Cramer said they have been successful in monitoring inmates, to the point where the jail captain has done audits and reviews of other jails to make recommendations on how they can improve.

Barron County Jail Captain Tim Evenson said they did have a suicide in their facility two or three years ago. Like the other law enforcement officials, Evenson said that screening at booking is the largest part of suicide prevention.
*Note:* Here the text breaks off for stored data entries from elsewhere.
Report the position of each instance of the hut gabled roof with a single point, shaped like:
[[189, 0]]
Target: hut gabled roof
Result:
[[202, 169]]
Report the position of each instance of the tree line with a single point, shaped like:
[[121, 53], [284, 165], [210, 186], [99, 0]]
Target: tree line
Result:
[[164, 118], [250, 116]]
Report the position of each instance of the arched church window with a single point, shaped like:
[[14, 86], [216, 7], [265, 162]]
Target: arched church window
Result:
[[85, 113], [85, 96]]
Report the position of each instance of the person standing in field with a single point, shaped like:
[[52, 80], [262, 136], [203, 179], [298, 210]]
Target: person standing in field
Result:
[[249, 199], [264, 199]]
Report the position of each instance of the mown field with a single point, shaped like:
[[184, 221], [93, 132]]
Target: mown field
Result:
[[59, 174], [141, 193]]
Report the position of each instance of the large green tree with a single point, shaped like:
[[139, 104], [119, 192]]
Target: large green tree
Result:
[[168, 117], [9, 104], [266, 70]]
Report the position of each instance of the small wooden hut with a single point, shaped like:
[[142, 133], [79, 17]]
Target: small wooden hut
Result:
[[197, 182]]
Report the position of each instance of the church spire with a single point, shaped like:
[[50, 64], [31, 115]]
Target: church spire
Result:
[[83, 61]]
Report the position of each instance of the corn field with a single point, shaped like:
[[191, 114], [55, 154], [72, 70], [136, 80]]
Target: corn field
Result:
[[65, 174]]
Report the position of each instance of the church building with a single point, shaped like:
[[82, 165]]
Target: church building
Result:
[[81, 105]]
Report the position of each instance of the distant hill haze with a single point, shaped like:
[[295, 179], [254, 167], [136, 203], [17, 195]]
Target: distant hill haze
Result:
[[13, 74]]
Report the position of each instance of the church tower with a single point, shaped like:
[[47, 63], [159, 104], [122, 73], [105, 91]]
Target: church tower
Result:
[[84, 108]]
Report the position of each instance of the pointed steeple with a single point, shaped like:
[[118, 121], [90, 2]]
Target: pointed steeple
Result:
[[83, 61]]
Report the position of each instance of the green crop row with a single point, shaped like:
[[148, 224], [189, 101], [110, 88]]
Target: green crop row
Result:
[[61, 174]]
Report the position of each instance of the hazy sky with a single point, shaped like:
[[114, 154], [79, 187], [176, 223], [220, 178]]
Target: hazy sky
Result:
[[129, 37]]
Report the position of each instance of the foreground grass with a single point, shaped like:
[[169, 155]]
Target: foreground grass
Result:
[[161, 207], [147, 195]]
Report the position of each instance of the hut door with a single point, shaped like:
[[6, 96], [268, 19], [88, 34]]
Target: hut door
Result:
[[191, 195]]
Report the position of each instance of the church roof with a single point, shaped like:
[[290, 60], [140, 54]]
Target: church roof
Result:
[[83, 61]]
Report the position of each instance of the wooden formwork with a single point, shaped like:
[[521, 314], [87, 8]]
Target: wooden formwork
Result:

He added that they frequently have at least one person on suicide watch.

“Sometimes it’s two-three a week, sometimes it’s one every other week,” he said.

The jail, which opened in 2004, also has a “robust video system” which allows jailers to watch what is happening throughout the building.

In the case of Ball’s death in 2011, he killed himself by taking a plastic bag from a trash can and placed it over his head, using it to asphyxiate himself. The jail no longer provides bags to prevent that from occurring again.

While an initial autopsy was inconclusive, Epstein appeared to have hanged himself in his jail cell.

Epstein’s death has led to criticism from lawmakers, who question how he was able to kill himself just two weeks after marks were found on his neck and he was considered to be a suicide risk; he was not on suicide watch at the time of his death. The federal prison will be under investigation by the FBI and Department of Justice Inspector General’s Office, according to Attorney General William Barr.

Epstein had pleaded not guilty to charges of trafficking and sexually abusing girls as young as age 14 in the early 2000s.